Actor Patrick Dempsey to Fix Political Gridlock in New CBS Pilot

February 11, 2020 by Kate Michael
Actor Patrick Dempsey to Fix Political Gridlock in New CBS Pilot
Patrick Dempsey meets fans prior to heading back to the Martinez hotel in Cannes, France, during the 64th Cannes Film Festival, Thursday, May 19, 2011. (Hahn-Nebinger-Genin/Abaca Press/MCT)

WASHINGTON — News around Capitol Hill last week was that actor Patrick Dempsey would be starring in a new political drama.  

The CBS pilot plot, originally named “The Whip” has since had a title change to “Ways & Means,” but is believed to have little to do with the actual House Ways & Means Committee, a committee which has jurisdiction over tax, trade, health care, welfare, and social security. 

Dempsey will play a member of Congress disillusioned by political gridlock, who wants to “save American politics” through bipartisan legislation.

Republican strategist Mike Murphy scripted the show’s pilot and is working as executive producer alongside Ed Redlich (Without a Trace). 

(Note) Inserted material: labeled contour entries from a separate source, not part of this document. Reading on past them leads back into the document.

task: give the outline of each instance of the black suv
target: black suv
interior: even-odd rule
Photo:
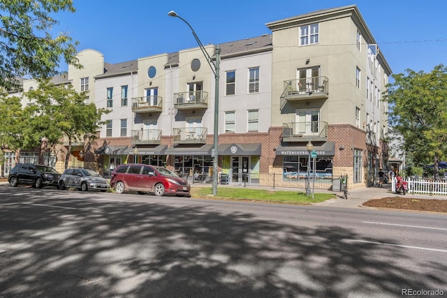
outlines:
[[[61,174],[56,170],[47,165],[19,163],[10,172],[8,181],[13,187],[28,184],[35,188],[41,188],[43,186],[59,188],[60,177]]]

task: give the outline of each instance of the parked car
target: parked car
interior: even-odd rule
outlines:
[[[102,192],[109,189],[109,184],[105,178],[92,170],[82,167],[66,169],[59,179],[61,189],[78,188],[82,191],[96,190]]]
[[[61,174],[47,165],[32,163],[18,163],[10,170],[8,181],[13,187],[19,184],[31,185],[35,188],[44,186],[56,186],[59,188]]]
[[[189,196],[191,186],[166,167],[144,164],[120,165],[112,173],[110,187],[117,193],[138,191],[140,194],[154,193],[156,196],[165,194]]]

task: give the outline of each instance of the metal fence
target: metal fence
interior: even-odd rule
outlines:
[[[409,193],[423,193],[427,195],[447,195],[447,181],[406,178]],[[396,179],[392,179],[391,191],[396,192]]]
[[[210,184],[212,179],[196,179],[193,177],[187,176],[186,178],[191,184]],[[300,177],[296,175],[286,174],[221,174],[219,177],[219,184],[233,184],[244,186],[268,186],[284,187],[291,188],[310,188],[325,189],[339,191],[340,190],[340,177],[339,176],[318,177],[314,179],[311,176],[308,179],[306,177]]]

According to the CBS longline for the potential hour-long series, Ways & Means is about “a powerful Congressional leader who has lost faith in politics [and] finds himself working secretly with an idealistic young Congresswoman from the opposing party to subvert the hopelessly gridlocked system he helped create; together they’ll attempt to save American politics… if they don’t get caught.” 

But while this series — and indeed most of the American public — have come to see gridlock as a problem that needs to be solved, not all politicians and policy analysts agree. Some see it as a moderating process. And at least one Supreme Court Justice actually praised its efficiency.

“Gridlock is what our system is designed for,” said Antonin Scalia, the longest serving judge on the Supreme Court, back in 2011. 

“I hear Americans saying this…” Scalia said in an on-the-record discussion at the now-defunct Newseum, “They talk about dysfunctional government because there’s disagreement — and the Framers would have said ‘Yes! That’s exactly the way we set it up. We wanted this to be power contradicting power’ because the main ill that besets us, as Hamilton said in The Federalist… is an excess of legislation.”